You have mentioned several trades that are among the blue-collar elite. I always enjoy talking to whatever tradesmen come to my house, picking their brains a bit, and trying to learn something.
Honestly, I think that one of the lowest aspects of America’s elite culture is its denigration of anyone who works with both his hands and his brain. Looking back, I wish I had gone into tool-and-die making or something similarly rigorous — and rewarding both for the job challenge and the compensation.
My problem started when I scored off the chart on my verbal SATs. I was clearly college material — indeed, my parents and I never even considered me going into a trade because I was a straight-A student who was neither athletic nor dexterous. In other words, a perfect bookworm.
So, to make a long story longer, I wound up spending 25 years as a reporter and editor for various local rags around the South.
And here’s the rub: There was no money in it, the hours were long, and the pressure fairly constant. Yet in all those years, I was never bored and never doubted that such talents as God gave me were being put to good use keeping our readers informed.

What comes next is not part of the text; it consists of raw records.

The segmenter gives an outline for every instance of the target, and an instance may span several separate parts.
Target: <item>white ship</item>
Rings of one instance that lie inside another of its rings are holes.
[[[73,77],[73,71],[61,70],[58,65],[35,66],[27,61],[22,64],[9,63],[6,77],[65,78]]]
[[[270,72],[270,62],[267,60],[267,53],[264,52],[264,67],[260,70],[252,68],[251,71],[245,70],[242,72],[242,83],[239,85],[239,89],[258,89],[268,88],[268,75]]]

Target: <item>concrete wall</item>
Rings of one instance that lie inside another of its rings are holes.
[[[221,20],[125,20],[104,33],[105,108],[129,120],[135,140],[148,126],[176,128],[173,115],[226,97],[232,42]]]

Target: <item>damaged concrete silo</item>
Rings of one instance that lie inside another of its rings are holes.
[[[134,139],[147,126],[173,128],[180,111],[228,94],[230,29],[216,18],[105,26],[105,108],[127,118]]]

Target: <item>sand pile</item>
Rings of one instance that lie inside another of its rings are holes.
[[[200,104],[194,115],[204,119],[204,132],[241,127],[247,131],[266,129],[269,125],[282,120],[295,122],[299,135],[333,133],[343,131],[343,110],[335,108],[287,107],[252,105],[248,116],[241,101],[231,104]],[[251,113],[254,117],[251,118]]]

And one more thing: Even writing for the Podunk Gazette, I never would have seen interesting things or met interesting people to the same degree in any other profession. As I said, I was never bored — even in zoning hearings.
About midway though the 25 years, I yielded to family pressure and got a presumably well-paid and secure job doing PR work for a government agency. I was gone in just a year — and was never more relieved to lose a job.
So, tell me, FRiends — have I wasted my life? Yes, the world needs plumbers more than Shakespeare scholars. But how does a young man make a living whose only detectable talent is his way with words?
Most professors assign a ton of work and heaven help you if your prof does the “flipped classroom” model, which ends in classroom time spent in daily group study sessions that resemble a text based scavenger hunt where everyone gets spends too much time trying to figure out group dynamics since these are mostly assigned. This reduces the professor’s input to being a moderator and assignor of readings. Then there are the social justice and “enrichment” activities that are intended to be “nudges”, so yeah, most people are going to prioritize what has to get done and leave the “nudges” behind wherever possible.
I can tell you that whoever came up with the well meaning flipped classroom, nudges, and other unholy progeny of academic research projects likely watered with the tears of grad students should burn in hell!
Somehow it doesn’t surprise me that when what these guys did didn’t work that they would decide that more money was what was called for.
I never liked it, and I never got good at it (easy to see my slobbering). I look at the work done by the Illegals in my house and it’s pure art, not one spec of soldier where it doesn’t belong. I should be able to come close, but I can’t! Bites.
Why do kids need college when they already know everything
Funny, but my experience has been far more stupid destructiveness and far less “art.”